In somewhat of a shocker, the San Diego Padres’ bullpen gave away a win last night in the series opener to the Oakland Athletics.
The San Diego Padres didn’t necessarily need to win last night’s series opener against the A’s, but it sure would have been nice to shake the funk that’s come over this team in the last couple of games.
After losing the last two of their weekend series against the Atlanta Braves over the weekend, the Friars were looking forward to coming home, albeit for just a couple of days before heading off to San Francisco for a three-game set.
Eric Lauer pitched beautifully. The 23-year-old lefty went six innings, giving up just three hits and one earned run (fielder’s choice RBI via Stephen Piscotty in the second inning).
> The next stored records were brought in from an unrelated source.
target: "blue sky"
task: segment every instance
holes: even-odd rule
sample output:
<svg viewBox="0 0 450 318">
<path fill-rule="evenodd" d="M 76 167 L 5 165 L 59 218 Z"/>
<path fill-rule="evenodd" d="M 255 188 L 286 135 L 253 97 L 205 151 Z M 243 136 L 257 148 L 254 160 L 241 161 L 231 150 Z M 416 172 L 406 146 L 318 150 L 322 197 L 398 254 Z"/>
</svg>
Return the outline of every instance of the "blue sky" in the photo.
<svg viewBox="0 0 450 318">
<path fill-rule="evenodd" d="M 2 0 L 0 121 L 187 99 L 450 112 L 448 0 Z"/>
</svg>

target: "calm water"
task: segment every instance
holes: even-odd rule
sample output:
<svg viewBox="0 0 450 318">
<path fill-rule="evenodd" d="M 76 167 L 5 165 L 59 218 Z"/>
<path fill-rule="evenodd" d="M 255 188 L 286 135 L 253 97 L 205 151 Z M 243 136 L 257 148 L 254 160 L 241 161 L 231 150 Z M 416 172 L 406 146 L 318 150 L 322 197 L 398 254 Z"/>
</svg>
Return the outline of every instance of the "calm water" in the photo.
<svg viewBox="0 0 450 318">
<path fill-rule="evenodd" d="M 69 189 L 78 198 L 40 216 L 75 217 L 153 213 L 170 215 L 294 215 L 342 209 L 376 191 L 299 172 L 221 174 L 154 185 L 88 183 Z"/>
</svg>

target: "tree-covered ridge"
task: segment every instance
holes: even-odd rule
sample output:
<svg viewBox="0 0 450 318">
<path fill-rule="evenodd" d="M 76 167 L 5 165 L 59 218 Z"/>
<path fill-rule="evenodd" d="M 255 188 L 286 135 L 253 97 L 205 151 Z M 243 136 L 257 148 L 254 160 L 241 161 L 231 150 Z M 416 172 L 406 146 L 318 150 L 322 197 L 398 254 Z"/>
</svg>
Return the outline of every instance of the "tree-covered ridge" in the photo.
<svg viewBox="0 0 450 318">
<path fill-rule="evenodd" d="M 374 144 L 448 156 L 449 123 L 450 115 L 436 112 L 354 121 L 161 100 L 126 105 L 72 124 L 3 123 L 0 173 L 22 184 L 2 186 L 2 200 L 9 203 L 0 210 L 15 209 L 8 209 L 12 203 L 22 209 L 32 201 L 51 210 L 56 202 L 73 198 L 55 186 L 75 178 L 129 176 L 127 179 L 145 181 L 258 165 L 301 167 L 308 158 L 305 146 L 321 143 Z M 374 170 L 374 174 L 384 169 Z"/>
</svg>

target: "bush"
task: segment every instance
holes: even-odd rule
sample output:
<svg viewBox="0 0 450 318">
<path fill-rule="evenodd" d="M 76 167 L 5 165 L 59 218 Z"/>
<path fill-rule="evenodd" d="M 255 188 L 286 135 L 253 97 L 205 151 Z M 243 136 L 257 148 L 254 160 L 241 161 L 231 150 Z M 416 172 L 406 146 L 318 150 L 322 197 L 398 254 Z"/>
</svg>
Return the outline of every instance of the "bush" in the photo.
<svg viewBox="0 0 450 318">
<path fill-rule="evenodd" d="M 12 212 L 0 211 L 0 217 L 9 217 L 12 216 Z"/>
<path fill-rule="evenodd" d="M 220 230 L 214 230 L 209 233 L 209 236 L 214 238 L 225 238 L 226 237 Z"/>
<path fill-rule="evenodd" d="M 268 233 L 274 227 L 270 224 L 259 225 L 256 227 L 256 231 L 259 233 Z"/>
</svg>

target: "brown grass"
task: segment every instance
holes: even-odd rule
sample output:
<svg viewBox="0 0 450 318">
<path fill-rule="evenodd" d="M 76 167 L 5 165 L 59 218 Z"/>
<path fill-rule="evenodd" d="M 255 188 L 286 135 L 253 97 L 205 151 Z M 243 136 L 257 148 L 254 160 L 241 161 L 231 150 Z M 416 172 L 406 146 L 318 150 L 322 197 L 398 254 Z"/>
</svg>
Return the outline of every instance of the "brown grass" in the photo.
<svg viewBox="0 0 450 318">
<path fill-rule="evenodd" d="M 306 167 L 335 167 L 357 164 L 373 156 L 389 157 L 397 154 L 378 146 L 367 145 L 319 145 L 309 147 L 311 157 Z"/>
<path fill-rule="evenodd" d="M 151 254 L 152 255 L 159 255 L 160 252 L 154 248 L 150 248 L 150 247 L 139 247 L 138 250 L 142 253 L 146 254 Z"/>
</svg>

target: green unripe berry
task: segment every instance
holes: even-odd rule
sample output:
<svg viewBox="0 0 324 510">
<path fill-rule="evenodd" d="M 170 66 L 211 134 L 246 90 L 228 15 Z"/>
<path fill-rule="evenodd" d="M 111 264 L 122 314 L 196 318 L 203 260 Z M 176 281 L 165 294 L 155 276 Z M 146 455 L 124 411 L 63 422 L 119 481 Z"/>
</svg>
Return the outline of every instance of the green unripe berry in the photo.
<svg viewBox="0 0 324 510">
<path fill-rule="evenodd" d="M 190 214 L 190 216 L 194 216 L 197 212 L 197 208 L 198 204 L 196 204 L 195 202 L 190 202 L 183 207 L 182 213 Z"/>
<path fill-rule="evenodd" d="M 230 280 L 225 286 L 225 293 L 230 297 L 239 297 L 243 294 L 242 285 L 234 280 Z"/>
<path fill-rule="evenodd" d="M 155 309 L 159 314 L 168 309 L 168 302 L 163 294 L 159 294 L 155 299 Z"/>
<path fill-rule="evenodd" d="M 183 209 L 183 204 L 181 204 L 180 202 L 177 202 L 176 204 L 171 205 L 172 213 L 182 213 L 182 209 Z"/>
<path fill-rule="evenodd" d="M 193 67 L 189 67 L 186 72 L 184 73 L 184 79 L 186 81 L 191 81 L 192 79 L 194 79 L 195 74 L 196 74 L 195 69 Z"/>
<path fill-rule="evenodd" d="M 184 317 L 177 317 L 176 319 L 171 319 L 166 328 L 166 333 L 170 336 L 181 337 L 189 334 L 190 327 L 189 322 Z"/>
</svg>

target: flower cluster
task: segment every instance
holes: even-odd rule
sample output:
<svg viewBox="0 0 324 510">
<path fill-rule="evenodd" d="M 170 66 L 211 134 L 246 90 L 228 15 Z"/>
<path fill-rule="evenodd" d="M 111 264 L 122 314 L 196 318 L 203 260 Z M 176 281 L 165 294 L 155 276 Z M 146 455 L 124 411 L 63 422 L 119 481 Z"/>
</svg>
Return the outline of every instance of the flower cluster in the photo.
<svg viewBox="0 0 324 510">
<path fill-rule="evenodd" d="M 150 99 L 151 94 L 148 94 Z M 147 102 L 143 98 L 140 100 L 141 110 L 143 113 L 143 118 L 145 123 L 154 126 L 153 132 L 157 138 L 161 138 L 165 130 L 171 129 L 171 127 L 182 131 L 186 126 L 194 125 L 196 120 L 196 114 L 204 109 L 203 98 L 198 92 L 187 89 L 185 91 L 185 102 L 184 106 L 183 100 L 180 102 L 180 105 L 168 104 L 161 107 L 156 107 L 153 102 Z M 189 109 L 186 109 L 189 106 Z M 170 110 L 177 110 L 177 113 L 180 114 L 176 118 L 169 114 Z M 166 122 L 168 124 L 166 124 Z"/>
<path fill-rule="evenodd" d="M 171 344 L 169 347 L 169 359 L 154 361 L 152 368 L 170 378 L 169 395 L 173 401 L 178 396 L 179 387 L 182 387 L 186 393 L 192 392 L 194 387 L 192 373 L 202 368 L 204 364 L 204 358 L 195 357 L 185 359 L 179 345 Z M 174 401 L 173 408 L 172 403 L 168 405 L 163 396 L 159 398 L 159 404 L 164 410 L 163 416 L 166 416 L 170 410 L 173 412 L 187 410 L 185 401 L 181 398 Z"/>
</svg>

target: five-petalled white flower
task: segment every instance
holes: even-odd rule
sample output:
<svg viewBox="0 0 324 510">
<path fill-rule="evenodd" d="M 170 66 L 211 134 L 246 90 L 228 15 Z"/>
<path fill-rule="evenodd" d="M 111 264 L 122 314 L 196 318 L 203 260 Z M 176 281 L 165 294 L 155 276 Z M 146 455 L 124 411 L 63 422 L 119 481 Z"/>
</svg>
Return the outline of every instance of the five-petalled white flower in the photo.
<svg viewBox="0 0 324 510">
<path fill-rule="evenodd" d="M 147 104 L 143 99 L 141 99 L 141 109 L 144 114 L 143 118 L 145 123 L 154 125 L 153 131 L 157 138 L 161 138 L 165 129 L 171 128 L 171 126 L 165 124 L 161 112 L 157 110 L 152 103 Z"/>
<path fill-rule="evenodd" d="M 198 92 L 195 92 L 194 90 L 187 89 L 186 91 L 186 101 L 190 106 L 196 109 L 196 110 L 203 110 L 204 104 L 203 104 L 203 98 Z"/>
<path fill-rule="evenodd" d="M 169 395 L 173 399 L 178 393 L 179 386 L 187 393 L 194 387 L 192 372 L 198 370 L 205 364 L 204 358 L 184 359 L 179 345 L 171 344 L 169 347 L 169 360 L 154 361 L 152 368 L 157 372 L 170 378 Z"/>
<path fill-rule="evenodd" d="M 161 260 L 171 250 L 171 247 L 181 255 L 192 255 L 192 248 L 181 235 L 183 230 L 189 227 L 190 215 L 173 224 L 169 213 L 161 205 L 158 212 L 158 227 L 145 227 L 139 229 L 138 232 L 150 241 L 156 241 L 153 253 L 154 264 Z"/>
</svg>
He struck out seven Oakland batters and walked just two, lowering his earned-run average to a much more respectable 5.47.
Lauer had a 7.67 earned-run average on May 28, the day he surrendered five runs on seven hits to the Marlins at home. Since then, Eric Lauer has been nothing short of phenomenal, owning a 2.49 earned-run average since June 2 with nineteen strikeouts in 21.2 innings. He’s allowed eleven walks during that span, though. After all, we aren’t perfect creatures.
The Padres put a run on the board in the first on a Jose Pirela (.270) RBI groundout, scoring Cory Spangenberg. In the second, Franmil Reyes led the inning off with a scorched double to left and Rafael Lopez doubled him in two batters later. That was the extent of the Friars’ offense, for the most part.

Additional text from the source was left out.